Possible Ways the Corona Virus Pandemic May Affect Small Businesses

1. Lower Sales

This is perhaps the most obvious effect for most businesses. Many would be customers will want to limit their movement in these times. They may not be as enthusiastic about making purchases as they used to. And even if they are willing to buy things, they might also be short of cash to make purchases, perhaps because their incomes have also been impacted.

If a total lockdown is enforced, sales numbers could shrink even more sharply.

2. Supply Chain Disruption

If you are a manufacturer or wholesale agent, your supply chain could be adversely affected. You could feel this more severely if the government enforces a sweeping restriction that affects some of the vendors or retailers along your chain, or if retailers say they don’t need your stocks because they have unsold stock.

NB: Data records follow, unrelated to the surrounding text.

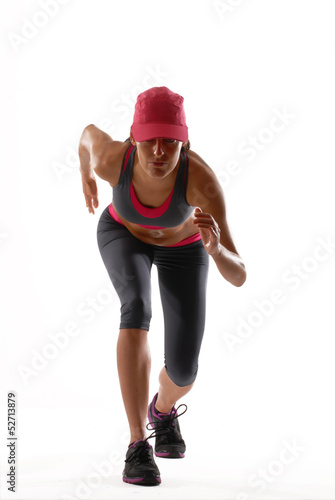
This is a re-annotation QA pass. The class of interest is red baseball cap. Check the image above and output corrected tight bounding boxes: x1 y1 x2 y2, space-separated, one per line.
131 87 188 142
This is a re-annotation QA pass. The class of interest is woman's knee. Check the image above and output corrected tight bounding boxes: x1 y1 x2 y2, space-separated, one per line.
120 295 152 330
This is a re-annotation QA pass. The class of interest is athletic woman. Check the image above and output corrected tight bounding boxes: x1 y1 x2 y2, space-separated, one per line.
79 87 246 485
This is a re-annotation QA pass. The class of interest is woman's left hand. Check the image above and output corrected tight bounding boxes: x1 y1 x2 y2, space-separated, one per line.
193 207 220 256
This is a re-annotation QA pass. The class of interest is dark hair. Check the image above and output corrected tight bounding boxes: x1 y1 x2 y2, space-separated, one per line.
124 137 191 150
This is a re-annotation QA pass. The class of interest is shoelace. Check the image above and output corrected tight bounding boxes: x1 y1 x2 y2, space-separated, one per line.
125 403 187 464
146 403 187 439
125 436 157 464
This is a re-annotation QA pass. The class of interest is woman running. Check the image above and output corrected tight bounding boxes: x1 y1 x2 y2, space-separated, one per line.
79 87 246 485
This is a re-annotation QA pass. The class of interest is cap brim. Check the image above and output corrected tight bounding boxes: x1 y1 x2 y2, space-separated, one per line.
131 123 188 142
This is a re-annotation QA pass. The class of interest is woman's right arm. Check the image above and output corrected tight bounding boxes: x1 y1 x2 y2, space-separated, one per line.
78 124 127 214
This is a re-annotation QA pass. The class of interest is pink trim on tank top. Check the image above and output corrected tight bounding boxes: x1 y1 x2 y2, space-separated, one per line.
108 203 201 247
130 181 174 219
108 204 165 229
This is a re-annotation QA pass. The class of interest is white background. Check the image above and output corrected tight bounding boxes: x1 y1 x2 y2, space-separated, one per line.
0 0 335 500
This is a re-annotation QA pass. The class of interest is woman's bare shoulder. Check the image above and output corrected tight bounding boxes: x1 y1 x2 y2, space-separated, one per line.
94 141 131 187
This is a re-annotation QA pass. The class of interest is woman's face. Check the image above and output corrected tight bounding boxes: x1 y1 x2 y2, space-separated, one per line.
130 134 183 179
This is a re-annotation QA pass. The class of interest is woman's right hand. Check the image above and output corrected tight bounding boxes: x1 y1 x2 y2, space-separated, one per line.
82 174 99 214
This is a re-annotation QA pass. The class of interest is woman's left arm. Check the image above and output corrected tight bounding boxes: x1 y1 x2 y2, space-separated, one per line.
187 154 247 286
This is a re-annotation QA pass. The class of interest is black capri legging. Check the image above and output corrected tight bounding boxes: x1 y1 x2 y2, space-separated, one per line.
97 206 209 387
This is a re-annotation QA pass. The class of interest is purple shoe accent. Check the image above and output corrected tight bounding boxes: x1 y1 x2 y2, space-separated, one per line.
155 451 185 458
123 477 144 484
128 439 152 448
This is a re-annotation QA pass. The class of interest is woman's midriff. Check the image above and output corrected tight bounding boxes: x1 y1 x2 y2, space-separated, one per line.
109 200 201 246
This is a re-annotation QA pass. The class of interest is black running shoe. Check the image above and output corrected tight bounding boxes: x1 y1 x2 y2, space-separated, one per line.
122 436 161 486
147 393 187 458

3. Inability to Stock Up on Inventory

As we mentioned earlier, some businesses are already experiencing this. They sell products that are either imported or partly made using imported inputs. If businesses sell products from countries for which travel restrictions exist, they could eventually run out of stock, and won’t be able to replace them.

4. Stressed Staff

If the coronavirus pandemic persists, Nigeria’s commercial climate could get even tougher for businesses. And their staff will know this.

If you have staff working for your business, they may become concerned about the security of their job in today’s uncertain industrial landscape. This could make them anxious, and distract them from doing their jobs properly. It could certainly affect their productivity if they perceive that there’s a real threat to their employment.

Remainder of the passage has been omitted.